Playpens—sometimes called play yards by people who think the former raises the specter of baby as prisoner—can be very handy for parents. A playpen offers a safe place to confine a baby, in the kitchen while you're cooking dinner or in the home office while you're working, for example. (Lucky you if your baby plays happily in one and doesn't start to howl the instant she's put in!)
The typical playpen has mesh sides and a wooden floor that bends in the middle for folding. The mesh should have a small weave, less than ¼ inch, so fingers or buttons can't get caught. On wooden models, the space between slats should be no wider than 23/8 inches. It is crucial that playpens be set up properly with sides locked into place.

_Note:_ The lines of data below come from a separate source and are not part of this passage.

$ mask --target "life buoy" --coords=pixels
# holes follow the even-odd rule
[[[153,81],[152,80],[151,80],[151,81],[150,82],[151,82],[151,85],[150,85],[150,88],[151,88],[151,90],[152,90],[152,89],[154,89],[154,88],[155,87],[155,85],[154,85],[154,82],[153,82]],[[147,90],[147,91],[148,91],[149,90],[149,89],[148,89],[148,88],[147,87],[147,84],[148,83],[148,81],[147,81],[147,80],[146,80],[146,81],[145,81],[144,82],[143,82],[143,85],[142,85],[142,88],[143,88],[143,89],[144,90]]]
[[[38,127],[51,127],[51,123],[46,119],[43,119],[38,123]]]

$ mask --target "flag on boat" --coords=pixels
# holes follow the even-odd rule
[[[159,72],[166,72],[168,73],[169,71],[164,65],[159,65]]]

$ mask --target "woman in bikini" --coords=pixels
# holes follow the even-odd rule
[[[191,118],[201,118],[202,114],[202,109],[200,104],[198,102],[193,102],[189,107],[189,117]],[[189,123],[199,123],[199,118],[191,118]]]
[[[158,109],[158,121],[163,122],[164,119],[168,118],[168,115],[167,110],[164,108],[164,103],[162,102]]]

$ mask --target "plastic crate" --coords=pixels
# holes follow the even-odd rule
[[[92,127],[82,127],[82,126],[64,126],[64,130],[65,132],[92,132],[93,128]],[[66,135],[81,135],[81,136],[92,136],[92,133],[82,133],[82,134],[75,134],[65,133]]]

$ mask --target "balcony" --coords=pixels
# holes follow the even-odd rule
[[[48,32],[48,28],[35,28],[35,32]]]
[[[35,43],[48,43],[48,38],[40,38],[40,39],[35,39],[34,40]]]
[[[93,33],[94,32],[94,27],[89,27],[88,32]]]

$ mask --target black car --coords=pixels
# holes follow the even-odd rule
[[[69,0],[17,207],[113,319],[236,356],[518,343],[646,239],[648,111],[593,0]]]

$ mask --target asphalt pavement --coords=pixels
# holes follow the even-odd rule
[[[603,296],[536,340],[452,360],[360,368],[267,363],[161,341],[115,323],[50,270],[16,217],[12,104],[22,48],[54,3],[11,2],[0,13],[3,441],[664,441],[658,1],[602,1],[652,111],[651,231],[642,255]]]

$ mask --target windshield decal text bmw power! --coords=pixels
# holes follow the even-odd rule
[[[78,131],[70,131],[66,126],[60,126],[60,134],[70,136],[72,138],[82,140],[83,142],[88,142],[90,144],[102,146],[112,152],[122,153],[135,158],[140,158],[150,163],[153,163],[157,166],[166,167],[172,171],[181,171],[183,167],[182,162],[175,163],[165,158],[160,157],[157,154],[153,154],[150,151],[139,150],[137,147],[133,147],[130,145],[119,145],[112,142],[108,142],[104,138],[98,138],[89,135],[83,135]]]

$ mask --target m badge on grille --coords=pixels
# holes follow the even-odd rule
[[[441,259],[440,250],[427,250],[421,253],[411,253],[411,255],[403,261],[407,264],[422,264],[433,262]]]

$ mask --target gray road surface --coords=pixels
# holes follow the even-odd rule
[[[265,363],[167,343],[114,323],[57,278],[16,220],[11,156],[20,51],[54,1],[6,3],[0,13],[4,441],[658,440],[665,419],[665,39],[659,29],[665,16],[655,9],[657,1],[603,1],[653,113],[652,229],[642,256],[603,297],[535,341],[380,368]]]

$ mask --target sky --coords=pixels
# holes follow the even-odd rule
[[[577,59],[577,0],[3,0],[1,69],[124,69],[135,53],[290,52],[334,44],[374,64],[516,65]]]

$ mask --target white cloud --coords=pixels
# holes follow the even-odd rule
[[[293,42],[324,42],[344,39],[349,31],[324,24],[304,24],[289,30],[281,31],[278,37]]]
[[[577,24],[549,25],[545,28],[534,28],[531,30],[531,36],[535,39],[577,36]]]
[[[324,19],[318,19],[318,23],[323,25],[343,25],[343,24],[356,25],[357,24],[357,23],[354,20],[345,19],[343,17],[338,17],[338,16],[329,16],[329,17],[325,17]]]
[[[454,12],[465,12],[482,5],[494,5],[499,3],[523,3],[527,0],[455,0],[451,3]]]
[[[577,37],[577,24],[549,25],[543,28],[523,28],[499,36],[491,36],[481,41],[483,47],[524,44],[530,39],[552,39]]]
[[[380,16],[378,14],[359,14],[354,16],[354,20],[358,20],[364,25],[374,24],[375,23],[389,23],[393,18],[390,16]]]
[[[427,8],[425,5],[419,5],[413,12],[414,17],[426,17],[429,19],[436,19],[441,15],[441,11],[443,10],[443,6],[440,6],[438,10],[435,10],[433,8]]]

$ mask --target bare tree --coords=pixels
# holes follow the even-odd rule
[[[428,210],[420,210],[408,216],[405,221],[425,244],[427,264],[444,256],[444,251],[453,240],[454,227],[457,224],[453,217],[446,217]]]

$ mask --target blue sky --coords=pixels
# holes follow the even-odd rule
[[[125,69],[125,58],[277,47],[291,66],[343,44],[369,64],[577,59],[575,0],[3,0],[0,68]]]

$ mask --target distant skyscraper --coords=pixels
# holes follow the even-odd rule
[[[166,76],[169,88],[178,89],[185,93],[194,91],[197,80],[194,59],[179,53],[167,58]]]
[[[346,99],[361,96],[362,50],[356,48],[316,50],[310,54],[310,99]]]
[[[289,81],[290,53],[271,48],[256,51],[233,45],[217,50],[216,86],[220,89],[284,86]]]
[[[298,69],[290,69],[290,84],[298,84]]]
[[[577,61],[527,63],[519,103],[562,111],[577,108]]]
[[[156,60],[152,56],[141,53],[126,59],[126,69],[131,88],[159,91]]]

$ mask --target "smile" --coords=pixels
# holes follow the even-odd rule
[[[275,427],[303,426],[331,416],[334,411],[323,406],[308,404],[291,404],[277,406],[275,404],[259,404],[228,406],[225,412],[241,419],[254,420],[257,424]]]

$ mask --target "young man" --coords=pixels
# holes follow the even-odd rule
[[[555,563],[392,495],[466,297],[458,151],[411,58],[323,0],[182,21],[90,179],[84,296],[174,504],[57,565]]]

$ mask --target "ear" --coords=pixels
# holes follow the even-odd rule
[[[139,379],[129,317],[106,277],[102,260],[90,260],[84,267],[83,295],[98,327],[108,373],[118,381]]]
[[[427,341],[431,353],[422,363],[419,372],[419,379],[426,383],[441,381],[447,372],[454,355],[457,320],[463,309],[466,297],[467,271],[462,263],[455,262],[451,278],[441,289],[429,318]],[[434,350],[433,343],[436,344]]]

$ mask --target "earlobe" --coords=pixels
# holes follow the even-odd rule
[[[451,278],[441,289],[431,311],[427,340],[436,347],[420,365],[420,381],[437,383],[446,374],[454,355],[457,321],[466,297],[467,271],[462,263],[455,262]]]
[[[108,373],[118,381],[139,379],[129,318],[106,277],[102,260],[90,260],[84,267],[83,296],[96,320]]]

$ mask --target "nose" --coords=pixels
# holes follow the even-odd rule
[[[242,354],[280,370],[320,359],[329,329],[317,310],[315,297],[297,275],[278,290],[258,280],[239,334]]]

Since babies like to chew, regularly inspect the vinyl or fabric rail covering in case there are tears or loose pieces that your little teether could break off and choke on.
Playpens are not recommended for babies who weigh more than 30 pounds or who are taller than 34 inches. When it appears your child may be able to climb out, it's time to give up the playpen. Don't put in boxes or other items that a shorter baby could stand on to make an escape.
For babies on the go, portable cribs are becoming increasingly popular. They are lightweight and fold up in a carrying case for travel. Some parents also use them as a substitute for a playpen.
As with a playpen, take care to set up the portable crib properly, locking the sides in place so they won't collapse, and never leaving the sides down. Don't add padding beyond the mattress that comes with it. Stop using it when your child is able to climb out, usually around 30 inches or 30 pounds.